Dr. Julia Adler-Milstein is a Professor of Medicine, Chief of the Division of Clinical Informatics & Digital Transformation, and Director of the Center for Clinical Informatics & Improvement Research (CLIIR).
Dr. Adler-Milstein is a leading researcher in health IT policy, with a specific focus on electronic health records and interoperability. She has examined policies and organizational strategies that enable effective use of electronic health records and promote interoperability. She is also an expert in EHR audit log data and its application to studying clinician behavior. Her research – used by researchers, health systems, and policymakers – identifies obstacles to progress and ways to overcome them.
She has published over 200 influential papers, testified before the US Senate Health, Education, Labor and Pensions Committee, is a member of the National Academy of Medicine, been named one of the top 10 influential women in health IT, and won numerous awards, including the New Investigator Award from the American Medical Informatics Association and the Alice S. Hersh New Investigator Award from AcademyHealth. She has served on an array of influential committees and boards, including the NHS National Advisory Group on Health Information Technology, the Health Care Advisory Board for Politico, and the Interoperability Committee of the National Quality Forum.
Dr. Adler-Milstein holds a PhD in Health Policy from Harvard and spent six years on the faculty at University of Michigan prior to joining UCSF as a Professor in the Department of Medicine and the inaugural director of the Center for Clinical Informatics and Improvement Research in 2017. She became the inaugural Chief of the Division of Clinical Informatics and Digital Transformation in 2023.
Michael Drummond is Professor Emeritus and former Director of the Centre for Health Economics at the University of York in the United Kingdom. His main field of interest is in the economic evaluation of health care treatments and programmes.
Mike has undertaken evaluations in a wide range of medical fields including care of the elderly, neonatal intensive care, immunization programmes, services for people with AIDS, eye health care and pharmaceuticals.
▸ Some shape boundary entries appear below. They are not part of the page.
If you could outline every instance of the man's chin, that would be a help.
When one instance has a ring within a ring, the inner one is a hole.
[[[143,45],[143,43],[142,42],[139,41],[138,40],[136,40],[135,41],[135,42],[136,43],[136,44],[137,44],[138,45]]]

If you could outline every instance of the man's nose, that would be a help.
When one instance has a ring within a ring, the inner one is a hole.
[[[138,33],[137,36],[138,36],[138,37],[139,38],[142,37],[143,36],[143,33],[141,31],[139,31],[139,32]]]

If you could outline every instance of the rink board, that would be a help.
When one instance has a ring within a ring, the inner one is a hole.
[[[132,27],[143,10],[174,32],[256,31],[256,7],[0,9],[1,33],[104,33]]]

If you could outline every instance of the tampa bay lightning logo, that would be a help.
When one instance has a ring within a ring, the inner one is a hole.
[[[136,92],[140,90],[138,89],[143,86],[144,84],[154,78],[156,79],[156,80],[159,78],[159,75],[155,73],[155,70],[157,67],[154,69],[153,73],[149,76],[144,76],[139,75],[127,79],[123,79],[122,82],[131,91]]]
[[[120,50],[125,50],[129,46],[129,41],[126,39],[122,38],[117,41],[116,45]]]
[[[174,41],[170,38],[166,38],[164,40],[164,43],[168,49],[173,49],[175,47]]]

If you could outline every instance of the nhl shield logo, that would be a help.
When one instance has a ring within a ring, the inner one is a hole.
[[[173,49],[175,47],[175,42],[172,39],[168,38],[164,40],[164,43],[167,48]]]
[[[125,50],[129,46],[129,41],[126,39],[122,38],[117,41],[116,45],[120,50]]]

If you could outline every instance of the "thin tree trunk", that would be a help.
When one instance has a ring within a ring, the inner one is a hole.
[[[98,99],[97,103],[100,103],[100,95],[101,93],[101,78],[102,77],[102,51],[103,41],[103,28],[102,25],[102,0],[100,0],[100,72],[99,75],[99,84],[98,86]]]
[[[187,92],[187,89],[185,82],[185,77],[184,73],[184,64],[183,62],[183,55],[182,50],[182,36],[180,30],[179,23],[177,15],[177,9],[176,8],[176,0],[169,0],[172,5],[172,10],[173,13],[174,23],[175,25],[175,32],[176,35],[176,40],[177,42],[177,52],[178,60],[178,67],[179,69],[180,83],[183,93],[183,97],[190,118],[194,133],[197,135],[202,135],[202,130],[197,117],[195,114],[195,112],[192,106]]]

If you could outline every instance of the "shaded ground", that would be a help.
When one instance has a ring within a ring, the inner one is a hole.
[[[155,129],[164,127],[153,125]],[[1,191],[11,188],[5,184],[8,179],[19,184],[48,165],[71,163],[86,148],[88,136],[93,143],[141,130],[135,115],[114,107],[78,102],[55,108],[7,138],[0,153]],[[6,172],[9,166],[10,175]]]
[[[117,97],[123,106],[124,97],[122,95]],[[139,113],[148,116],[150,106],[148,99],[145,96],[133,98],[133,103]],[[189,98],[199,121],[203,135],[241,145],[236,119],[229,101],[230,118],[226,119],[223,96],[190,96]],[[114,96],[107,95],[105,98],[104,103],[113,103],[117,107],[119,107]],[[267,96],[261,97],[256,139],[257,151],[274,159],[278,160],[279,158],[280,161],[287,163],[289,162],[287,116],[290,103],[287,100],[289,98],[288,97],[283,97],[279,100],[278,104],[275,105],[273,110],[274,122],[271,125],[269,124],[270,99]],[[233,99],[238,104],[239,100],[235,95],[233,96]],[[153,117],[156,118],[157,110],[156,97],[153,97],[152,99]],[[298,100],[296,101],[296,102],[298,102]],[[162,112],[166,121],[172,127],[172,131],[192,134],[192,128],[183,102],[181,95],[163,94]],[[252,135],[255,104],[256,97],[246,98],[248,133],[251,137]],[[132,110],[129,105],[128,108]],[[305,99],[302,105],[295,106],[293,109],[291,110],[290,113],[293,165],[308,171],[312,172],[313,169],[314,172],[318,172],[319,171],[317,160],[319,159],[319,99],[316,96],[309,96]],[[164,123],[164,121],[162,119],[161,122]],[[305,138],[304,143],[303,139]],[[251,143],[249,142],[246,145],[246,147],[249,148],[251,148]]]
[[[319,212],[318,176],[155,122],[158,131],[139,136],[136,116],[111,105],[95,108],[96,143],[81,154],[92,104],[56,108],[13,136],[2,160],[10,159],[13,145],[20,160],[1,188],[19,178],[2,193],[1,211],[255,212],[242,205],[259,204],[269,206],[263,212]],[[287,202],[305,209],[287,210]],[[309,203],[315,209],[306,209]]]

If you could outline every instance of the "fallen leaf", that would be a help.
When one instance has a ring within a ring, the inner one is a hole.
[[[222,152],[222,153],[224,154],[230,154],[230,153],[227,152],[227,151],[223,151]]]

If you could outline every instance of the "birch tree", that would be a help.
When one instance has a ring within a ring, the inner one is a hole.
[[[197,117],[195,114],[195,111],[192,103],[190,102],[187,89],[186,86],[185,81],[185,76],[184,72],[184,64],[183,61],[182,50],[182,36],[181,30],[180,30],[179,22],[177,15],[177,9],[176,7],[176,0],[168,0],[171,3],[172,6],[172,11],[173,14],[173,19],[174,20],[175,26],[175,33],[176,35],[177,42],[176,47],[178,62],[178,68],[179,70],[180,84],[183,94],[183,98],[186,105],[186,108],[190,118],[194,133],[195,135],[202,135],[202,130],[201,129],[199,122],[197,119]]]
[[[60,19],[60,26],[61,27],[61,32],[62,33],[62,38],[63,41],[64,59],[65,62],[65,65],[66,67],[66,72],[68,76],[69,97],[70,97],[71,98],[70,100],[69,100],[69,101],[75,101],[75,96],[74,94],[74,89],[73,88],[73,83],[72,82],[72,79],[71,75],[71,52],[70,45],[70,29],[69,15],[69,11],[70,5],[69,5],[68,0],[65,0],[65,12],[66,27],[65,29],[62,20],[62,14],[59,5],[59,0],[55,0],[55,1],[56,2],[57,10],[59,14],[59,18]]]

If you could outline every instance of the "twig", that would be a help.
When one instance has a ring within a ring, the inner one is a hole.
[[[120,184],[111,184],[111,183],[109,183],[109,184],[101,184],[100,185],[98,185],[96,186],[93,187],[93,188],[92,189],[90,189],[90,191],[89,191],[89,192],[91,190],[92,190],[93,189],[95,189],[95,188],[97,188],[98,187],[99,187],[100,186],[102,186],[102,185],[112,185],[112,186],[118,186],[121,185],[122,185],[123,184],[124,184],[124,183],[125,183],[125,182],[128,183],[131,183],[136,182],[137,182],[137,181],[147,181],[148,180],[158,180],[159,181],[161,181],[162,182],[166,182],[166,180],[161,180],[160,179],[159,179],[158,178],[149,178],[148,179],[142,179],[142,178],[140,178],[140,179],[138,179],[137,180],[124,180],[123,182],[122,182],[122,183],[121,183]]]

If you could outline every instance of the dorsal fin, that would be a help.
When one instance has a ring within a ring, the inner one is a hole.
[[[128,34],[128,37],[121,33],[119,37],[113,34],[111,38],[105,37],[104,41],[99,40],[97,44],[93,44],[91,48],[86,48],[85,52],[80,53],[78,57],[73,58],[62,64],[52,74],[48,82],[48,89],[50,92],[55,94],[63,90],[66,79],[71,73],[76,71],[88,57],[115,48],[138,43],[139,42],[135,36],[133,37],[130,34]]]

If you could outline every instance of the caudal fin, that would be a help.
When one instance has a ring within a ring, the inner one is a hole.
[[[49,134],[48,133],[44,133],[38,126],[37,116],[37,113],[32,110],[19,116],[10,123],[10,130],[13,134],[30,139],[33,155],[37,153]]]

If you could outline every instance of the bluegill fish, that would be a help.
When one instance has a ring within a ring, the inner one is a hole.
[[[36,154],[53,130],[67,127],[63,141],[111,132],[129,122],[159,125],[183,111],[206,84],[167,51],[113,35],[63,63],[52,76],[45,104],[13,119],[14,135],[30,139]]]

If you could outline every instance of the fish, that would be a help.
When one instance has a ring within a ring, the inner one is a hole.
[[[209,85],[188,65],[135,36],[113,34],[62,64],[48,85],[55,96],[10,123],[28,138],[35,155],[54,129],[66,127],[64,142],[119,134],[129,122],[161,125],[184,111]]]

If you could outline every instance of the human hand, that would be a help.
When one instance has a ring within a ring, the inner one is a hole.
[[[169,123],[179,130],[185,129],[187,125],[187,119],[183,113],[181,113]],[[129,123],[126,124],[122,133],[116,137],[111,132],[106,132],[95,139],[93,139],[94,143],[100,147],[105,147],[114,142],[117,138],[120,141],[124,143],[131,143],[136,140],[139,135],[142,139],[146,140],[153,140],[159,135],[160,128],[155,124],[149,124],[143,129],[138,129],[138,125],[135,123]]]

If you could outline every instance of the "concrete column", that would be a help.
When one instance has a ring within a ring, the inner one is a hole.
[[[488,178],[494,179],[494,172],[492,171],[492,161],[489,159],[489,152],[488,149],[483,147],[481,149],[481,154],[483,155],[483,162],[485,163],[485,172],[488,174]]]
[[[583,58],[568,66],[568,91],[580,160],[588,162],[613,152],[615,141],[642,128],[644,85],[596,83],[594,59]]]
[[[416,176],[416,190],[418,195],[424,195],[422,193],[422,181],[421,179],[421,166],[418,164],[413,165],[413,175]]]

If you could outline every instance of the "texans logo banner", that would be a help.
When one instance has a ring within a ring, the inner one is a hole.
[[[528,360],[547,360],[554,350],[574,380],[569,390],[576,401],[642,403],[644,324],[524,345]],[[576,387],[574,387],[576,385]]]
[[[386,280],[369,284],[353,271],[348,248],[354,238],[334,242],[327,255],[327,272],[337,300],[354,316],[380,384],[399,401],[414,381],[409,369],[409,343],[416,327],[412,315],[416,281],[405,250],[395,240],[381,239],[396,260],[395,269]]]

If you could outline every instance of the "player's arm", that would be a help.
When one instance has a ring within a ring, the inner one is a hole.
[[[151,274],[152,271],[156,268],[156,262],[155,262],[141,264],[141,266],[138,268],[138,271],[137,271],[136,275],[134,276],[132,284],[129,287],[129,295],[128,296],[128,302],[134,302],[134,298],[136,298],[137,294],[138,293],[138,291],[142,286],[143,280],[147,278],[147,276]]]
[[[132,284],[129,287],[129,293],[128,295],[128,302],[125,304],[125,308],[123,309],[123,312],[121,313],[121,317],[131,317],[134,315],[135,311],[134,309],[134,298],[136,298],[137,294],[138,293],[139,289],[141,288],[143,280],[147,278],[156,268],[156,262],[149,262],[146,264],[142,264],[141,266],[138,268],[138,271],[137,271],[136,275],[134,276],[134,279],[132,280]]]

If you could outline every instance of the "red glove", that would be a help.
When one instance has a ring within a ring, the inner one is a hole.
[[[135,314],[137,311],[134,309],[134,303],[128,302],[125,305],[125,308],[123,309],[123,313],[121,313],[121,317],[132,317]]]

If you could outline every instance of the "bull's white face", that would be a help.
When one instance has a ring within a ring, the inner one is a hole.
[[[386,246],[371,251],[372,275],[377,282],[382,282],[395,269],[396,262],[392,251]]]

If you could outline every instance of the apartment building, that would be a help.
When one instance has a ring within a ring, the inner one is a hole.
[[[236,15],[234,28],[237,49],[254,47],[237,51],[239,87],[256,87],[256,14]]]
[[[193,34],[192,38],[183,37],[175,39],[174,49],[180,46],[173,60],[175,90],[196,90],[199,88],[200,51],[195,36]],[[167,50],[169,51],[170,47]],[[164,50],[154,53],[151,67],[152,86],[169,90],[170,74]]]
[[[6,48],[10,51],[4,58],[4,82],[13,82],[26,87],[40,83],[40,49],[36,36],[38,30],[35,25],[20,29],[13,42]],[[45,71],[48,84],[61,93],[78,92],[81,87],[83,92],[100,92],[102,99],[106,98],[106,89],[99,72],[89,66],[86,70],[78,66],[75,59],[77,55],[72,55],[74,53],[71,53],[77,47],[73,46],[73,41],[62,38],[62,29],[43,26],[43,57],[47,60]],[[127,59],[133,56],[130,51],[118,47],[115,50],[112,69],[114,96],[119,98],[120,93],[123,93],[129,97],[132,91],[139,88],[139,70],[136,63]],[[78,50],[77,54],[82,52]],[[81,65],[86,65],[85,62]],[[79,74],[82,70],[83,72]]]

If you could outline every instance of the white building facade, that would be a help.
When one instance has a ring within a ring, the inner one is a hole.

Mike is the author of two major textbooks and more than 750 scientific papers. He has been President of the International Society of Technology Assessment in Health Care, and the International Society for Pharmacoeconomics and Outcomes Research. In October 2010 he was made a member of the National Academy of Medicine in the USA.
Mike has advised several governments on the assessment of health technologies and chaired one of the Guideline Review Panels for the National Institute for Health and Care Excellence (NICE) in the UK.
Mike served for 14 years as Co-Editor-in-Chief of Value in Health and was made Editor Emeritus in May 2024. He has been awarded 3 honorary doctorates, from City University (London), Erasmus University (Rotterdam) and the University of Lisbon. He was a member of the Steering Group for the 2020-22 NICE Methods Review.
Melissa has secured >$20mill in research funding as a chief investigator, and she has published widely (>175 publications) in the areas of digital health safety, electronic prescribing and decision support. She has many ongoing collaborations with government, industry and health services, and her research has resulted in a number of significant changes being made to electronic medical record systems, as well as to hospital policy and work practices.
To date, Sarah has over 160 published peer-reviewed journal articles and several book chapters, with an h-index of 33, more than 3600 citations and well over $97m in grant funding. This includes seven current NHMRC/MRFF grants as a CI (3 as CI A), investigating participatory strategies to strengthen quality improvement in Indigenous primary health care centres and a recent DFAT grant on strengthening implementation research capacity for surveillance and response in the Pacific. She currently supervises 10 students at HDR level with 19 PhD completions. Other recent funding is from the CRC-NA, the Commonwealth Department of Health and the Department of Education.
Sarah's particular focus is on collaborating to improve equity in health care services for underserved populations, particularly rural, remote, Indigenous and tropical populations, and on training a health workforce with appropriate knowledge, attitudes and skills for this purpose. She is a past co-chair, Primary and Chronic Care Panel and Guideline Leadership Group Member of the National Living Evidence Guidelines for COVID-19, Director, Townsville Mackay Medicare Local and past member of the World Health Organisation Technical Working Group on Health Workforce Education Assessment Tools and the National Technical Advisory Group for Health Workforce Australia.
After graduating from Medicine at Sydney University in 1986, she commenced her medical career at Westmead Hospital before moving to Rockhampton in 1994 to become Director of Medical Services at the Rockhampton Hospital.
In 1999, she relocated to Brisbane to take up the role of Executive Director of Medical Services at the Princess Alexandra Hospital and served on various workforce committees.
In August 2005, the Governor was appointed to the role of Chief Health Officer for Queensland.
During her medical career, Dr Young was appointed Fellow at several eminent education and research institutions. She has received honorary doctorates from two Queensland Universities, an Australia Day Achievement Medallion, a Public Service Medal, and in 2022, was appointed a Companion of the Order of Australia.
Her Excellency was sworn-in as the 27th Governor of Queensland on 1 November 2021 and is proud to serve all Queenslanders.